Toujours dans cette logique environnementale, l’empreinte carbone – soit une mesure de l’énergie nécessaire, en terme de consommation de ressources fossiles lors de la production des aliments (traitement des semences, carburant consommé par le tracteur, récolte, processus techniques de conditionnement, etc.) ou de leur transport (route, avion, bateau) – est un facteur qui prête également à réflexion. L’impact sur la biodiversité de certains types de cultures est aussi mentionné, de même que l’appauvrissement des sols et l’érosion.

L’impact social d’un aliment est un paramètre qui peut aussi être analysé avant l’achat. Qu’il s’agisse d’un bien produit au Nord ou au Sud, la condition de la paysannerie mondiale est directement un effet de nos choix. La notion de prix juste est généralement soulevée, tout comme celle de l’accès à la terre. L’aspect rémunérateur des cultures vivrières – destinées à une consommation locale – est mis en balance avec la production de matières premières industrielles – plutôt destinés à l’export.

Au vu de ces dernières exigences, beaucoup d’entre nous préfèrent donc de se tourner vers une alimentation biologique. D’autres, au contraire, choisissent de fuir ce label parce qu’ils l’estiment aujourd’hui galvaudé : entre le bio étranger acheminé par avion, les chasseurs de primes agricoles et le surcoût des contrôles, rares sont ceux qui peuvent encore se vanter de connaître le cahier des charges et toutes les conditions qui se cachent derrière un produit estampillé.

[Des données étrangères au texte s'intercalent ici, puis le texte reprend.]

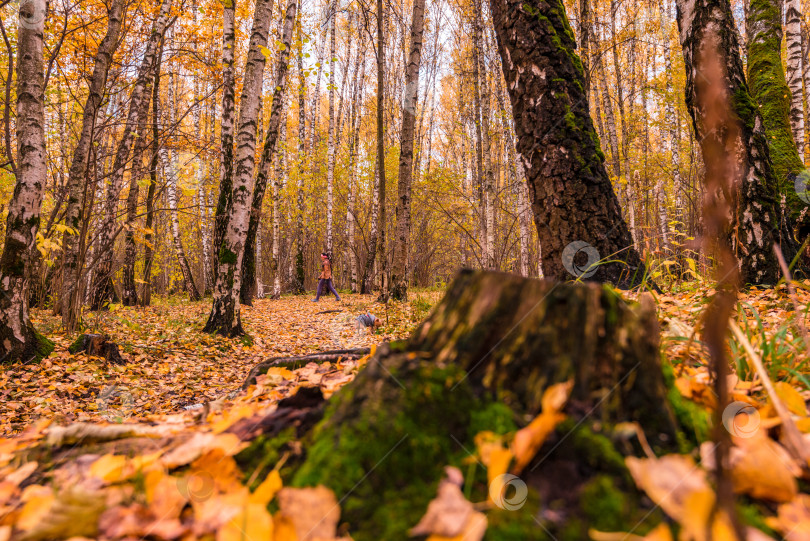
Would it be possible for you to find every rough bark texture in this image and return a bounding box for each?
[280,271,685,541]
[592,29,622,182]
[346,54,366,293]
[746,0,807,220]
[140,45,163,306]
[59,0,125,333]
[213,0,236,271]
[326,4,337,253]
[0,0,53,363]
[240,0,297,305]
[121,94,151,306]
[160,68,202,301]
[490,0,645,285]
[360,0,386,293]
[389,0,425,301]
[785,0,810,161]
[203,0,276,337]
[677,0,797,284]
[293,4,307,295]
[90,0,172,310]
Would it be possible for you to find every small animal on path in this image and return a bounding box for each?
[354,312,382,334]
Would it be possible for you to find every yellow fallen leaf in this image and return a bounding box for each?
[730,431,800,502]
[765,494,810,541]
[17,485,56,531]
[278,485,340,540]
[511,381,574,475]
[273,511,298,541]
[625,455,709,522]
[144,470,188,519]
[427,511,487,541]
[773,381,807,417]
[90,454,127,483]
[217,503,273,541]
[588,523,672,541]
[474,430,513,494]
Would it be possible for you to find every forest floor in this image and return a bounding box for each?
[0,281,810,541]
[0,291,441,436]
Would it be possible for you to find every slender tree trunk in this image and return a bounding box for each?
[361,0,387,293]
[90,0,172,310]
[576,0,593,95]
[677,0,796,284]
[490,0,645,285]
[0,0,53,363]
[389,0,425,301]
[360,166,380,295]
[203,0,281,337]
[160,68,201,301]
[140,44,163,306]
[240,0,297,305]
[605,0,638,221]
[272,107,287,299]
[799,22,810,162]
[472,16,487,266]
[60,0,126,333]
[213,0,236,269]
[121,90,152,306]
[474,0,495,269]
[746,0,807,220]
[785,0,810,161]
[593,28,622,185]
[346,52,366,293]
[659,2,684,224]
[326,9,337,253]
[293,5,307,295]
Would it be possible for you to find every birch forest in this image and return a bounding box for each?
[6,0,810,541]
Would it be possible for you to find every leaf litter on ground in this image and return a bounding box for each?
[0,282,810,541]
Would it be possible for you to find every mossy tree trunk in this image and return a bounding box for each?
[390,0,425,301]
[677,0,797,284]
[490,0,645,285]
[746,0,807,220]
[59,0,127,326]
[239,0,298,306]
[274,271,681,540]
[203,0,280,337]
[90,0,172,310]
[213,0,236,269]
[0,0,53,363]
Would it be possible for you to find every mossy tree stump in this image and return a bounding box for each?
[243,271,678,541]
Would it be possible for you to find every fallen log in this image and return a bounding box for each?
[242,348,371,390]
[238,271,697,541]
[68,334,127,364]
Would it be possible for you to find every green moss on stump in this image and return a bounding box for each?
[292,354,482,541]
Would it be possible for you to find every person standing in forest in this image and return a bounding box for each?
[312,252,340,302]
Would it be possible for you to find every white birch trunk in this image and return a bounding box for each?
[785,0,808,161]
[0,0,53,363]
[91,0,172,310]
[204,0,273,337]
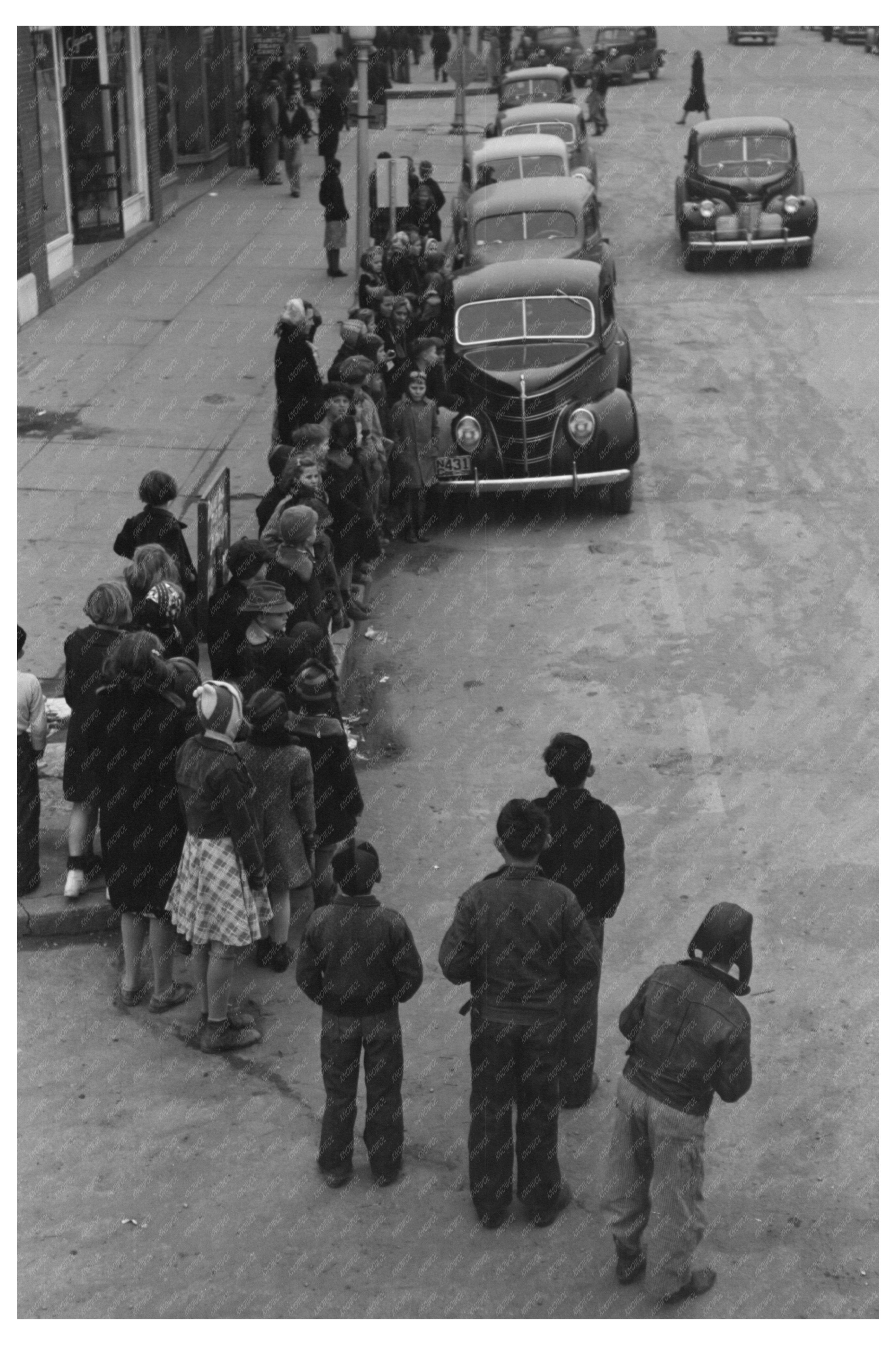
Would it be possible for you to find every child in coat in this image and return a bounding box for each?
[296,841,423,1188]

Nous nous dirigeons naturellement vers les produits frais et de saison, distribués par des voies courtes de commercialisation. Pourtant ces systèmes sont loin d’être dominants et le consommateur fait régulièrement l’amalgame entre « local » et « biologique ». Pour la plupart, nous fréquentons encore les grandes surfaces et consommons régulièrement plats-préparés et aliments industriels.

Quels sont donc les raisons qui expliquent cette situation paradoxale ? Le facteur temps est systématiquement cité comme l’un des principaux freins qui nous empêchent de quitter le système conventionnel des grandes surfaces. En effet, aller au supermarché est plus simple et plus rapide que de multiplier les trajets pour se rendre d’un petit producteur à l’autre – et c’est parfois même plus écologique, en termes de kilomètres parcourus. De même, devoir aligner son horaire sur la tenue d’un marché local ou sur l’heure de distribution d’un panier n’est pas toujours possible quand on a de longues journées. Le temps nécessaire en cuisine est également un élément qui explique le succès des plats préparés. Finalement, le prix complète la liste des critères déterminants.

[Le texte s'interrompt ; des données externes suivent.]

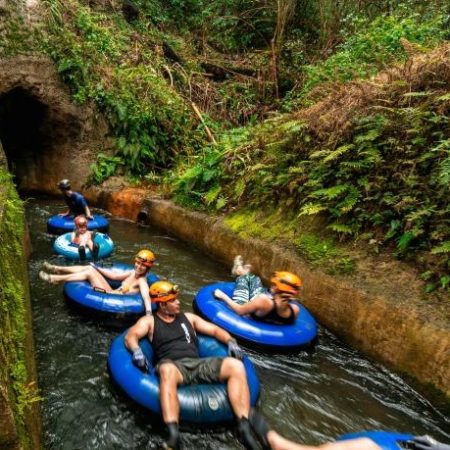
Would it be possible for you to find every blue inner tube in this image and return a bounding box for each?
[64,263,159,318]
[47,214,109,234]
[194,283,317,352]
[337,431,413,450]
[53,233,114,260]
[108,331,260,424]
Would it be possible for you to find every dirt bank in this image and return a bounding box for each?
[88,188,450,398]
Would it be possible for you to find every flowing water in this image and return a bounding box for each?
[27,200,450,450]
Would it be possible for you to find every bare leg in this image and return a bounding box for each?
[40,266,113,292]
[220,358,250,419]
[214,289,232,302]
[158,363,183,423]
[44,263,87,273]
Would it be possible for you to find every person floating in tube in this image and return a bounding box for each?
[125,281,268,450]
[70,216,100,261]
[214,255,265,305]
[249,409,450,450]
[58,178,93,219]
[39,250,155,315]
[214,271,302,325]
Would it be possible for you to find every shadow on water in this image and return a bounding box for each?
[27,200,450,450]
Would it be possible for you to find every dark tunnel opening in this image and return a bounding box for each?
[0,87,49,189]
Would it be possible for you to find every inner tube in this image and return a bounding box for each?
[53,233,114,260]
[194,283,317,353]
[337,431,413,450]
[108,331,260,424]
[64,263,159,320]
[47,214,109,234]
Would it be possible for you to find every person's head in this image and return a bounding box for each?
[270,271,302,298]
[134,249,155,272]
[58,178,71,194]
[231,255,252,277]
[149,280,180,315]
[74,216,87,233]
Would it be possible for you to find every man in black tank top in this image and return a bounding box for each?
[125,281,260,450]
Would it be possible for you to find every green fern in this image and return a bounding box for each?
[431,241,450,255]
[311,184,350,200]
[337,186,360,213]
[327,222,354,235]
[324,144,355,162]
[298,203,327,217]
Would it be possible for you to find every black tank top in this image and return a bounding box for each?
[152,313,199,365]
[250,299,295,325]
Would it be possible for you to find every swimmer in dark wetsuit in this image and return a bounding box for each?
[214,255,265,305]
[213,272,302,325]
[125,281,268,450]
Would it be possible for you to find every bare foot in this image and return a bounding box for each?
[42,261,58,273]
[214,289,226,300]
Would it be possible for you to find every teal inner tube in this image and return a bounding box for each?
[108,332,260,425]
[47,214,109,234]
[64,263,159,320]
[53,233,114,261]
[194,283,317,353]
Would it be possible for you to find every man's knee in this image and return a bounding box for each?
[158,363,181,383]
[220,357,246,379]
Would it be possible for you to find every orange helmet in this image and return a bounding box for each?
[270,272,302,295]
[134,250,155,267]
[74,216,87,228]
[149,281,179,303]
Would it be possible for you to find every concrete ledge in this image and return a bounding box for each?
[92,189,450,399]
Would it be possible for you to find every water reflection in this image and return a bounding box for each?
[27,201,450,450]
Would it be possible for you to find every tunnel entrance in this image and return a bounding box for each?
[0,87,50,189]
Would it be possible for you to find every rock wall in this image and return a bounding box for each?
[0,56,112,193]
[0,162,41,450]
[89,189,450,400]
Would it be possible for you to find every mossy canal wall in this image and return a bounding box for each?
[0,166,41,450]
[90,188,450,400]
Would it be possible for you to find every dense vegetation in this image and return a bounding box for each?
[6,0,450,291]
[0,169,39,448]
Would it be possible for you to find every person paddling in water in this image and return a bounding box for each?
[70,216,100,261]
[249,409,450,450]
[39,250,155,315]
[214,255,264,305]
[58,178,93,219]
[214,271,302,325]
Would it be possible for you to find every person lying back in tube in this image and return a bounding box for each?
[125,281,268,450]
[214,271,302,325]
[214,255,265,305]
[58,178,93,219]
[70,216,100,261]
[249,409,450,450]
[39,250,155,315]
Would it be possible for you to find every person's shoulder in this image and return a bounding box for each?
[182,312,200,322]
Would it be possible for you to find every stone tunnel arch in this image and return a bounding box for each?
[0,57,109,193]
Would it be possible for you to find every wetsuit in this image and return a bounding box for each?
[152,313,199,363]
[233,273,264,305]
[64,192,87,216]
[250,297,296,325]
[152,313,223,384]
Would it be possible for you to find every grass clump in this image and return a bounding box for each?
[0,170,40,448]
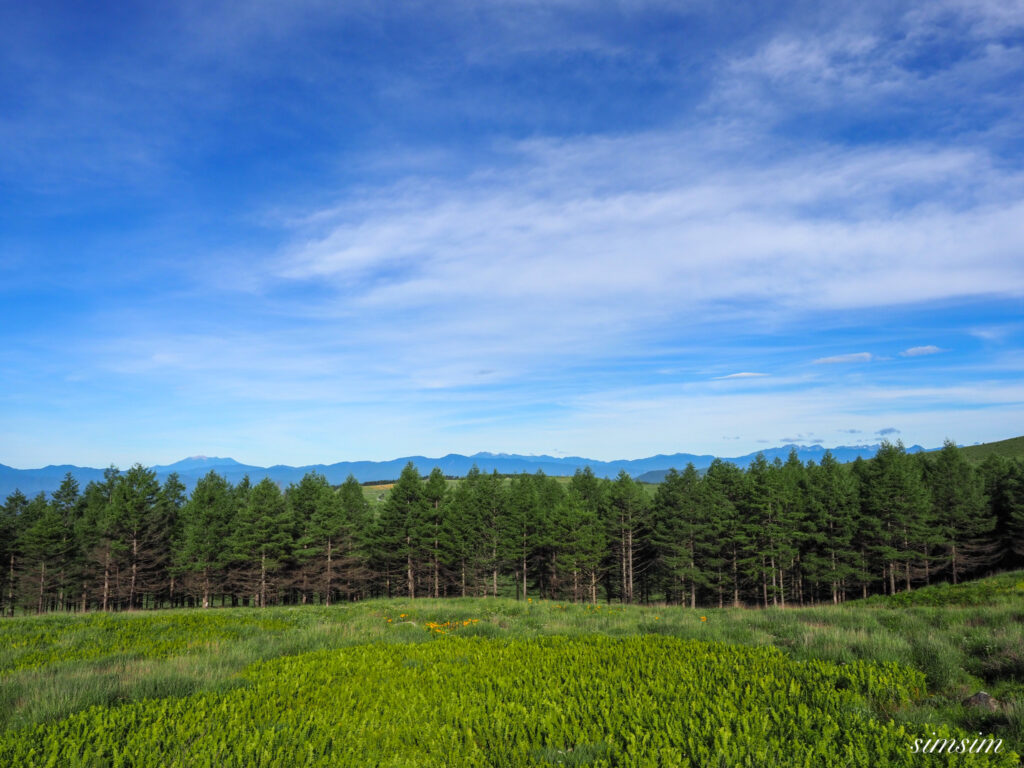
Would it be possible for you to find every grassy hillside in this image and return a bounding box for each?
[962,436,1024,462]
[0,572,1024,765]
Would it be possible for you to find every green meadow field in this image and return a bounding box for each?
[0,572,1024,767]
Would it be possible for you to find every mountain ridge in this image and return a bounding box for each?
[0,443,926,501]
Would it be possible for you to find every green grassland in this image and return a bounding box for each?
[0,572,1024,766]
[961,436,1024,462]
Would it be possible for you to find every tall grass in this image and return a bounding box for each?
[0,573,1024,743]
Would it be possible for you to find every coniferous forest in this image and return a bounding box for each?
[0,442,1024,615]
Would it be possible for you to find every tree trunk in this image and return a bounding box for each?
[259,552,266,608]
[522,532,526,600]
[103,547,111,610]
[406,536,416,597]
[36,562,46,613]
[128,532,138,610]
[324,539,333,607]
[7,552,14,618]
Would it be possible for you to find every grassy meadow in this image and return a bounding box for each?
[0,572,1024,766]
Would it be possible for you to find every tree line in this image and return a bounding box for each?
[0,442,1024,615]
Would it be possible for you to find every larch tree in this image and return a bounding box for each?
[175,470,236,608]
[110,464,166,610]
[928,440,999,584]
[0,490,29,616]
[421,467,449,597]
[227,477,293,608]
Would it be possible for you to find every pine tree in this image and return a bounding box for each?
[701,459,752,607]
[929,440,998,584]
[608,470,647,603]
[377,462,426,598]
[110,464,165,610]
[154,472,188,607]
[50,472,82,610]
[226,477,293,608]
[803,451,869,603]
[999,459,1024,562]
[75,466,121,610]
[421,467,449,597]
[441,464,483,597]
[866,441,931,594]
[175,470,236,608]
[18,493,65,613]
[500,473,539,600]
[651,463,710,607]
[0,490,29,616]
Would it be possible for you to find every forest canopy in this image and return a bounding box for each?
[0,442,1024,615]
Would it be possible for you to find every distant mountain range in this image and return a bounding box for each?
[0,444,925,501]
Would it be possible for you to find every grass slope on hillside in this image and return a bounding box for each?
[0,572,1024,765]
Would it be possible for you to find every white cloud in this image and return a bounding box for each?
[900,344,945,357]
[814,352,874,366]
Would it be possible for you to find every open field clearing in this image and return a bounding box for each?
[0,572,1024,766]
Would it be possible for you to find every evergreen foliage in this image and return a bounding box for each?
[0,442,1024,614]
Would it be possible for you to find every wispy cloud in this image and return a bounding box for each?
[900,344,945,357]
[814,352,874,366]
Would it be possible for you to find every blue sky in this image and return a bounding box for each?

Freins ou leviers, forces ou obstacles … A bons prétextes, mauvaises excuses !

Pour beaucoup d’entre nous, une alimentation de qualité coûte cher. Plus cher, en tous cas, que la version bas-de-gamme proposée par les grandes surfaces, à grand renfort de slogans publicitaires, d’huile de palme et d’agents conservateurs. Qui ne veut pas se ruiner doit alors pouvoir faire preuve de débrouillardise et de savoir-faire, en cultivant lui-même ou en achetant directement auprès du petit producteur du coin, les aliments qu’il prendra ensuite soin de cuisiner. Le temps nécessaire à la recherche et à la préparation de ce précieux butin étant considérable, les épicuriens économes que nous sommes doivent sacrifier tous leurs autres hobbies sur l’autel d’une alimentation saine et éthique. Cette caricature simpliste prête à sourire.

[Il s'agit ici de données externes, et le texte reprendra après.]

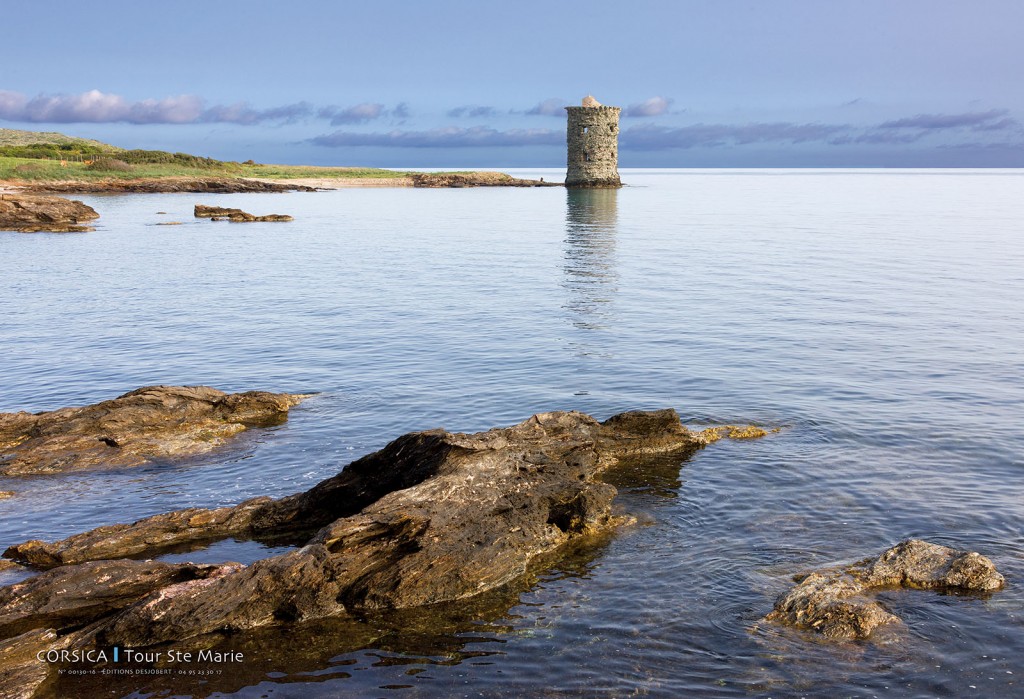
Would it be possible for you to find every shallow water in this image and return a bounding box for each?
[0,170,1024,697]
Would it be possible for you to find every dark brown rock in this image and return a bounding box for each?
[0,193,99,232]
[0,386,302,476]
[0,628,58,699]
[0,410,770,687]
[196,204,294,223]
[0,561,234,639]
[409,172,563,188]
[765,539,1005,639]
[4,497,272,569]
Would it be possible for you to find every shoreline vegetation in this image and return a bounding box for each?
[0,129,562,193]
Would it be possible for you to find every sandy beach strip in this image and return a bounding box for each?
[242,177,413,189]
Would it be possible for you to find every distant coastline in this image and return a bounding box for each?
[0,129,561,193]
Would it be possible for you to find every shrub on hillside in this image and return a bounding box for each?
[85,158,134,172]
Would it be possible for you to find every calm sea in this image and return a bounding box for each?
[0,170,1024,698]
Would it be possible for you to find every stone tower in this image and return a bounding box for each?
[565,95,623,187]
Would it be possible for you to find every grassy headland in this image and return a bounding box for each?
[0,129,552,191]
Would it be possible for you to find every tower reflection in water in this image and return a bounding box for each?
[563,188,618,354]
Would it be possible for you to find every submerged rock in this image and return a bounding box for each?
[0,193,99,232]
[0,386,303,476]
[195,204,294,223]
[0,410,765,671]
[765,539,1005,639]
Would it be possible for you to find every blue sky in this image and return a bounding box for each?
[0,0,1024,167]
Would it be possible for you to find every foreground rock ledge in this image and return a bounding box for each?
[0,192,99,232]
[765,539,1005,640]
[0,386,303,476]
[0,410,764,671]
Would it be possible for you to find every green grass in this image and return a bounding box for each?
[0,157,242,182]
[240,165,408,179]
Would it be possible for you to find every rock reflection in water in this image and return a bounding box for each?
[563,189,618,337]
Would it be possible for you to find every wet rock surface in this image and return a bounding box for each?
[0,561,234,638]
[0,410,753,695]
[0,628,58,699]
[0,192,99,232]
[195,204,294,223]
[0,386,302,476]
[765,539,1005,640]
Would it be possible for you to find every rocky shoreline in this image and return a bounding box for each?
[0,192,99,233]
[0,171,563,194]
[0,399,1005,699]
[0,410,765,696]
[0,386,305,476]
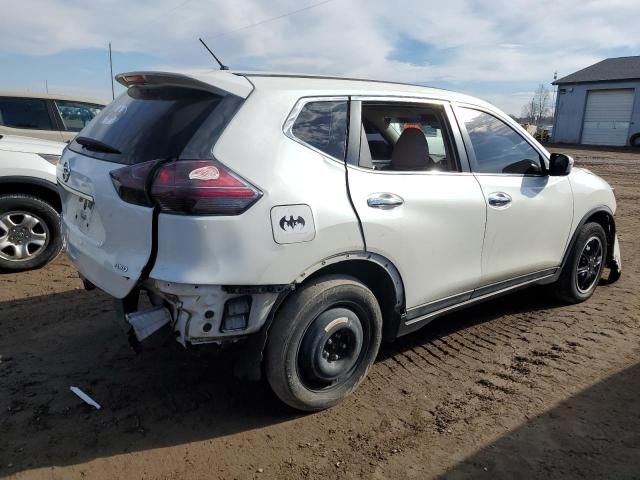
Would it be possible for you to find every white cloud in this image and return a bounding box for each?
[0,0,640,113]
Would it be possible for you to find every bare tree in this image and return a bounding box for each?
[522,83,551,126]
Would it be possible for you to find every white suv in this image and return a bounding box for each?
[57,72,620,410]
[0,135,66,272]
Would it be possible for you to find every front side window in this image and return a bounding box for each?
[458,108,542,175]
[55,100,104,132]
[0,97,54,130]
[291,100,348,160]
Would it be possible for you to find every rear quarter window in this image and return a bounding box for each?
[291,100,348,160]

Bien qu’intangibles, temps et argent sont pourtant deux paramètres finis. Ne s’agirait-il, ni plus ni moins, que d’une question de choix et de priorités ? Faudrait-il remettre en question les vacances à la mer pour l’achat d’un sac de pommes bio ? D’un côté, on nous dit que manger coûte cher, de l’autre, on constate que la part du budget des ménages allouée à l’alimentation n’a cessé de diminuer, sur les dernières décennies… Bien sûr, il faut prendre en compte la part du logement – qui n’a, elle, fait qu’augmenter – ainsi que l’arrivée des nouvelles technologies. Fondamentalement, cette impression de cherté est véhiculée par l’apparition d’une alimentation low-cost, de piètre qualité, sur les étals des grandes surfaces. Le contraste budgétaire entre le « bon » et le « beurk » n’en est que plus saisissant, et la tentation de succomber aux sirènes d’une alimentation bas-de-gamme grandit en conséquence.

Mais, à côté de ces freins, comme nous l’avons déjà évoqué, existe aussi une série de forces qui nous encouragent dans la quête de l’alimentation idéale. Ces facteurs de motivation sont liés à la possibilité que nous avons d’avoir une influence positive sur notre environnement direct et sur la marche du monde en général. Ceci, en recherchant en alimentation produite localement, selon des modalités de cultures biologiques et dans le respect des saisons. La question du prix et du temps sont liées à des préjugés faciles à balayer : passer par un GAC peut finalement s’avérer plus rapide que de faire ses courses en grandes surface. Par ailleurs, c’est aussi souvent moins cher puisque l’on évite les dépenses inutiles et les coups de têtes. Quant au potager, il ne nécessite pas forcément beaucoup de soins et, avec peu de connaissances, on peut déjà en faire pas mal…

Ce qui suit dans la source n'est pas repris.